Ogni maestranza aveva la sua sacra figura. Mancavano i braccianti agricoli perché poveri benché numerosi e gli impiegati numericamente inconsistenti.
C’era anche coincidenza tra parrocchia e quartieri abitati dai vari ceti sociali. I massari e i cavaleri infatti risiedevano quasi esclusivamente attorno a San Giovanni, i carrittieri nel quartiere dell’Ecce Homo, i mastri a Santa Maria delle Scale, i pirriaturi ai Cappuccini.
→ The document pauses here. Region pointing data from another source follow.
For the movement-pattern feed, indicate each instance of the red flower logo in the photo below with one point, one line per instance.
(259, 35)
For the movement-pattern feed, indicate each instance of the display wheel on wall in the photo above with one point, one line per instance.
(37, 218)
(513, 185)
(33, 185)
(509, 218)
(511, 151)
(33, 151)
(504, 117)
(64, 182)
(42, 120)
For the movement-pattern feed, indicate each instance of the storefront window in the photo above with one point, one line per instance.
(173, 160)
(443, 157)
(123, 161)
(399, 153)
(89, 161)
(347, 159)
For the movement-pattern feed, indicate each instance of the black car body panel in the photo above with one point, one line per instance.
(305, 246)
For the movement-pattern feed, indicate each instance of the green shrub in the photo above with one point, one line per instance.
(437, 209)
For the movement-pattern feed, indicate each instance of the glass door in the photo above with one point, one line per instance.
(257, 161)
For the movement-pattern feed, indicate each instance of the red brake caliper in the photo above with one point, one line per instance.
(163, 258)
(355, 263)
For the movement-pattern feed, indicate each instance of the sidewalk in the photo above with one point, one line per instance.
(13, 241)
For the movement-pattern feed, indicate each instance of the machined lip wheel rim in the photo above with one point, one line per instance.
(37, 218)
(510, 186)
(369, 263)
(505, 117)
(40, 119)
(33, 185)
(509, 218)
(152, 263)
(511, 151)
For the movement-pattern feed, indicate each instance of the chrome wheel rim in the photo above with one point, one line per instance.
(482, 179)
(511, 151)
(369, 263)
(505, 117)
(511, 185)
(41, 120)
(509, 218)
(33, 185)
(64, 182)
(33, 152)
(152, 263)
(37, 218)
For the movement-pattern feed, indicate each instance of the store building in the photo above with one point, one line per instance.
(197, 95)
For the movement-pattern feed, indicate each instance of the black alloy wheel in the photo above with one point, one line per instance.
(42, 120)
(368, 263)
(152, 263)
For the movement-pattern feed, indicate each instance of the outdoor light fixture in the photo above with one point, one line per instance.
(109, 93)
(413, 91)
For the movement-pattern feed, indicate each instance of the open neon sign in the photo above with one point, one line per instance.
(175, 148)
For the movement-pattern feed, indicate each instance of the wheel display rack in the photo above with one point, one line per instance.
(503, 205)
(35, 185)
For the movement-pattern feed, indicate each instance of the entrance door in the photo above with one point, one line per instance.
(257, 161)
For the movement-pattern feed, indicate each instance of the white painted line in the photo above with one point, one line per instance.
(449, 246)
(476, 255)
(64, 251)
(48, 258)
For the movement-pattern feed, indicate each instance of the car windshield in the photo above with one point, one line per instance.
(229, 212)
Insomma la città era divisa in un ben preciso disegno geopolitico in cui ogni quartiere aveva una ben precisa identità non solo architettonica ma di ceto sociale, di usi, di comportamenti e di modi di vivere e di vestire. Queste identità, nello svolgimento delle attività sociali ed economiche, interagivano tra di loro durante tutto l’arco dell’anno nel modo proprio e particolare dei Ragusani dando vita alla comune identità in cui la città si riconosceva. Si può perciò affermare che la Processione del Venerdì Santo, con la presenza diretta delle varie maestranze, rappresentava, più di altre e, forse, più della stessa festa del patrono – San Giovanni Battista – il rito che sintetizzava questa comune identità. Il rito religioso come sintesi di una identità socio-culturale! La comunità si riuniva e si ritrovava attorno al mistero grande della morte e della resurrezione del Cristo.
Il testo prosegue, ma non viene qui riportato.